When the price rises above the Moving Average Indicator, it signals that the market is in an uptrend. Similarly, if the price falls below the moving average, the market is in a downtrend. Here’s an example of 200 periods Moving Average:
Trend Trading with Candlestick Patterns and Moving Average
Using Moving Average to indicate direction of trend lines and Candlestick Patterns to determine entry points results in a high probability entry setup that allows traders to make effective trading decisions in the long run. Moving Average may be used as a trend indicator as well as dynamic support and resistance tool. Before entering a trade, a trader should wait for a Candlestick pattern to form whenever the price tests the Moving Average Indicator line.
The 200-day moving average in the example below shows the general trend.

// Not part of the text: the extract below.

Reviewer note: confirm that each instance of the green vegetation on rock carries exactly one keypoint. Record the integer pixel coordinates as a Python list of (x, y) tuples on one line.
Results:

When the price is above the moving average, the overall trend is upward. Similarly, the overall trend is downward when the price is below the moving average.
When the price is near the 200- day moving average and forms the candlestick patterns we’ve discussed before, a trader can initiate a buy position. A stop-loss level should be placed below the wick or moving average to avoid wick manipulation. The long-length moving average serves as a filter in this manner, assisting the trader in trading in line with the general trend.
Using Trend lines and Candlestick Patterns to avoid Fake Breakouts
To be quite honest, there isn’t a clear solution to this. Fakeouts happen frequently because we conduct business in markets where there is a lot of envy and unexpected manipulation. There is no assurance that using a variety of technical strategies at once will always work. By admitting that no one can control the markets and that mistakes are inevitable in trading, traders need to recognize fake outs and concentrate on risk management. To reduce vulnerability to fake outs, always look for the candlesticks and other technical tools to form a complete pattern at critical levels (trendlines) before placing a trade, and decide how much risk you can afford to bear. For example, if the price is approaching the trendline level, wait for the price action to generate some good entry indications before deciding what to do next.
[Suggested Reading : Double Bottom Pattern Trading strategy]
- The trend is your friend. By analyzing trend lines and candlestick patterns chart, it would be easier for a trader to understand the market structure.
- Trendlines are essential tools to determine trend direction. The trick is to correctly draw them by connecting two or more price points and then extending them further.
- A chart with a string of higher lows and higher highs is considered to be an uptrend market.
- Lower highs and lower lows define a downtrend market.
- Together with price action and other technical indicators, trendlines assist in determining whether a trend will continue or reverse.
- One of the simplest ways to understand continuation or reversal signals is through the combination of the trend lines and candlestick patterns.
- Trend lines and candlestick patterns are both reliable indicators for locating potential entry and exit opportunities.
- A moving average can be used as a substitute for trend lines. A trader might be able to identify advantageous entry points into the market by combining candlestick patterns with moving average levels.
- The best way to use trend lines and candlestick patterns together is by analyzing trend direction and then spotting opportunities with the help of candlestick patterns.